The answer seems ok to me, in that it shows that the student understands what the limiting behavior of $x - \sqrt{x}$ is as $x \to \infty$. If the questioner wants to see a formal justification of that, then the word "find" should be replaced by some more precise indication.
The interpretive problem is that that the exercise could be better posed. A better way to ask the same question is simply to ask: what is the limiting behavior of $x - \sqrt{x}$ as $x \to \infty$?
In the classical sense the limit $\lim_{x \to \infty}x^{2}$ does not exist. What is meant by writing $\lim_{x \to \infty}x^{2} = \infty$ is different than what is meant by $\lim_{x \to 2}x^{2} = 4$, because $\infty$ is not a real number. The expression $\lim_{x \to \infty}f(x) = \infty$ is a shorthand that means that $f(x)$ is not bounded on the positive real line. It is used to distinguish the behavior of $\log{x}$ and $\cos{x}$ as $x \to \infty$. Neither has a limit as $x \to \infty$ in the usual sense, but their limiting behaviors are different, in the sense that one function grows unboundedly while the other is oscillatory, although bounded. This can be indicated by assigning the putative "value" $\infty$ to $\lim_{x \to \infty}\log{x}$ and declaring that $\lim_{x \to \infty} \cos{x}$ "does not exist", even though $\infty$ to $\lim_{x \to \infty}\log{x}$ also does not exist in the usual sense (it cannot be assigned a value in $\mathbb{R}$). So one is using the same notation to indicate a limit that exists in the usual sense and a limit that, although it does not exist in the usual sense, can be given sense in that the limiting behavior of the argument function has a well-defined character ... This is akin to the unfortunate and sloppy conflation of integrals and primitives that one often encounters in first calculus courses; apparently identical notation is used to indicate operationally and/or conceptually distinct entities.

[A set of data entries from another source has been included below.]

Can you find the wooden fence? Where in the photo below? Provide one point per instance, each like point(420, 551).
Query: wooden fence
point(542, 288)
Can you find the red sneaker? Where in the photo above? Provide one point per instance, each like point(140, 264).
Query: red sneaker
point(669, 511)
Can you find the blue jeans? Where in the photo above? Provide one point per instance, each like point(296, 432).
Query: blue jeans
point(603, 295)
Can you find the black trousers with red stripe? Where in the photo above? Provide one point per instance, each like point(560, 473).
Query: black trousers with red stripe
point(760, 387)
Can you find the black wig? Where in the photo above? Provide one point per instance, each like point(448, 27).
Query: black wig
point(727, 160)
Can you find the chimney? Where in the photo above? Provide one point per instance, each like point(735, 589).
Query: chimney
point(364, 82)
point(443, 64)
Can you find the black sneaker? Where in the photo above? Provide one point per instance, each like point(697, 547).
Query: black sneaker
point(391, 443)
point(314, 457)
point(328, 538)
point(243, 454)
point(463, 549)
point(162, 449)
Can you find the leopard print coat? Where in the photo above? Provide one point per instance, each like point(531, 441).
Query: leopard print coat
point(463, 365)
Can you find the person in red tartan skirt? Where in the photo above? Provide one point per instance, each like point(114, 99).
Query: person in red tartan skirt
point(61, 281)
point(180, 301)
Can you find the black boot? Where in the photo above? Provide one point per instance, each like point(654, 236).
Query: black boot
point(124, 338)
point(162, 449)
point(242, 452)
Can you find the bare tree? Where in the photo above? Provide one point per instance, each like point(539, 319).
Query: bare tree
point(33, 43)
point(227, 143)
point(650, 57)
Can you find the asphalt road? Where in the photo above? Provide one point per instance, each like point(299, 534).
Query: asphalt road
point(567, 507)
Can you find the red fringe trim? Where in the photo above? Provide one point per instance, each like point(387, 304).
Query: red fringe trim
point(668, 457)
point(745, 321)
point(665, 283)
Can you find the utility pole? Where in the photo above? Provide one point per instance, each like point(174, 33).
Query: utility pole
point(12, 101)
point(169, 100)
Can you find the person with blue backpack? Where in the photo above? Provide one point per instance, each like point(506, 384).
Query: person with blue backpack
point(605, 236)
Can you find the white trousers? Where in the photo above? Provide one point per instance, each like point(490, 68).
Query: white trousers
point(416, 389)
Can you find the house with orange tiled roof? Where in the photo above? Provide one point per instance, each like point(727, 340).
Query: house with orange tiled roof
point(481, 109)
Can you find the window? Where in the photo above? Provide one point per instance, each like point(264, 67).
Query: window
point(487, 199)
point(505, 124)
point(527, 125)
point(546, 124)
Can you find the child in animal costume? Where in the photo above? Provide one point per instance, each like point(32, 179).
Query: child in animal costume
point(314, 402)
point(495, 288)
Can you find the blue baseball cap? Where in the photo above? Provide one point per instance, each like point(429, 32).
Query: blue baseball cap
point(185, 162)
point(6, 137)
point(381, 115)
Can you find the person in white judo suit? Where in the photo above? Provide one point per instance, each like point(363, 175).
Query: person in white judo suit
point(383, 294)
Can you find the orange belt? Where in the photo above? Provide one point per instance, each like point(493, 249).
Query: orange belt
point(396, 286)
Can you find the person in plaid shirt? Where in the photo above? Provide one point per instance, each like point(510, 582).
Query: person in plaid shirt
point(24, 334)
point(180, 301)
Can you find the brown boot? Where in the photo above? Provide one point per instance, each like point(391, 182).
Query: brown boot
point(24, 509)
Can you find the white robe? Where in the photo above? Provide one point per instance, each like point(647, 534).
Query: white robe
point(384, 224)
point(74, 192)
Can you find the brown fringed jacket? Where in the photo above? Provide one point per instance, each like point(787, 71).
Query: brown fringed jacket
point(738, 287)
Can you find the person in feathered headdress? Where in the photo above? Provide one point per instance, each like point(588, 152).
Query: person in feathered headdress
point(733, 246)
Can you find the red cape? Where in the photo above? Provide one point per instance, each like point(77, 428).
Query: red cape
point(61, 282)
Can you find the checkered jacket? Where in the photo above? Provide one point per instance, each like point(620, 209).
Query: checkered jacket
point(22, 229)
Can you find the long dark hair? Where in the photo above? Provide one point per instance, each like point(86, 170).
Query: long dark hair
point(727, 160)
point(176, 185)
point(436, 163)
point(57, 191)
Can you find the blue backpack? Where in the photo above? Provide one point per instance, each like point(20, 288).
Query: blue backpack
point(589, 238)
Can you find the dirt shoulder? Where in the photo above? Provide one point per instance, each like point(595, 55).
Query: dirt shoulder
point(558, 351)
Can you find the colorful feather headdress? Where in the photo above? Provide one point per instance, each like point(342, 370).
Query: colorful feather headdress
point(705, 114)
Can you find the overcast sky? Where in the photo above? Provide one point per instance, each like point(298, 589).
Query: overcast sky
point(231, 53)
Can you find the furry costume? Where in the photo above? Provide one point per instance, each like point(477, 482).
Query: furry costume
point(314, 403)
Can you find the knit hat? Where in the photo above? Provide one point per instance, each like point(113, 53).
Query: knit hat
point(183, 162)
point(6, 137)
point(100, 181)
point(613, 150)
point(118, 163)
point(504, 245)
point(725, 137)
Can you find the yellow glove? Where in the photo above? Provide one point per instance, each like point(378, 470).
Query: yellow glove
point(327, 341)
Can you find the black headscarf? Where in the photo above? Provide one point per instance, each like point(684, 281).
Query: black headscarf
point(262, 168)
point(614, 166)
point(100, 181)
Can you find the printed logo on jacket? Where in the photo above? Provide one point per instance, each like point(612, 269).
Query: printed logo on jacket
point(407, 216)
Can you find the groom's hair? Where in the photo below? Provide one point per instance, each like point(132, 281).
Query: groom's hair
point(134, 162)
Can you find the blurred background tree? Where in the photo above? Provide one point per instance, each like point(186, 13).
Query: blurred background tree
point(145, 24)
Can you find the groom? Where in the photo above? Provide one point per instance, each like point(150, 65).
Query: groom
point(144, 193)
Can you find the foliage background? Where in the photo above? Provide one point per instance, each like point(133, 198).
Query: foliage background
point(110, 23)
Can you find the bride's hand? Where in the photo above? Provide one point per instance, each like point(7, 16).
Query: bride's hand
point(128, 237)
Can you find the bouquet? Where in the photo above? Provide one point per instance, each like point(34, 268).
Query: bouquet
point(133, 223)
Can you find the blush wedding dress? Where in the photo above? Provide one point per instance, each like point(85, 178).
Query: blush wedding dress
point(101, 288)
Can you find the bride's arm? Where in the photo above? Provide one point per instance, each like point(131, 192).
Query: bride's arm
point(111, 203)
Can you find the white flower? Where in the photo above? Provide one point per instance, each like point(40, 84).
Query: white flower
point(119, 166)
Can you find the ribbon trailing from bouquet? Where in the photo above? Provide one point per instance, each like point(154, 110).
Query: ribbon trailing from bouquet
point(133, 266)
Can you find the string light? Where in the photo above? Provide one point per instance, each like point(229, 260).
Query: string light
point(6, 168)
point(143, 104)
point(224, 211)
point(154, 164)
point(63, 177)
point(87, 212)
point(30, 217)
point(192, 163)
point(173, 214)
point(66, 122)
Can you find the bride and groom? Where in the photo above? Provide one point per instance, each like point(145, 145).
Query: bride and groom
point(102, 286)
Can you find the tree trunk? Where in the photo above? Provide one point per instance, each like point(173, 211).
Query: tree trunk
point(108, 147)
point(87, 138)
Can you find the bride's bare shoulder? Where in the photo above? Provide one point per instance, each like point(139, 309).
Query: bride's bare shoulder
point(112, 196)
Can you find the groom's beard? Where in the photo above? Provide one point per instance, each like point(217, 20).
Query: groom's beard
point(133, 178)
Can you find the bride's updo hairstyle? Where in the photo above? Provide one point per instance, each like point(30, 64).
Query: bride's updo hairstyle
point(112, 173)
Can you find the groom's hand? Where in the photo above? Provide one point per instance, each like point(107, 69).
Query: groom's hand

Because the relevant distinction is a subtle for students, it seems to me a pedagogical error to treat $\lim_{x \to \infty}x^2 = \infty$ and $\lim_{x \to 2}x^{2} = 4$ on the same level. Their meanings and interpretations are different. I would try to avoid writing the former expression, or would make a serious effort to explain that it is formal notation indicating something different than the well-defined notation in the latter expression (one encounters similar issues when treating integrals with infinite limits or integrals of unbounded functions).
When one asks "find $\lim_{x\to \infty}f(x)$" it is implicit in the question being well posed that $f(x)$ has a well-defined limiting behavior that can be summarized by a single notational expression (so is not oscillatory), but "find" is really the wrong word.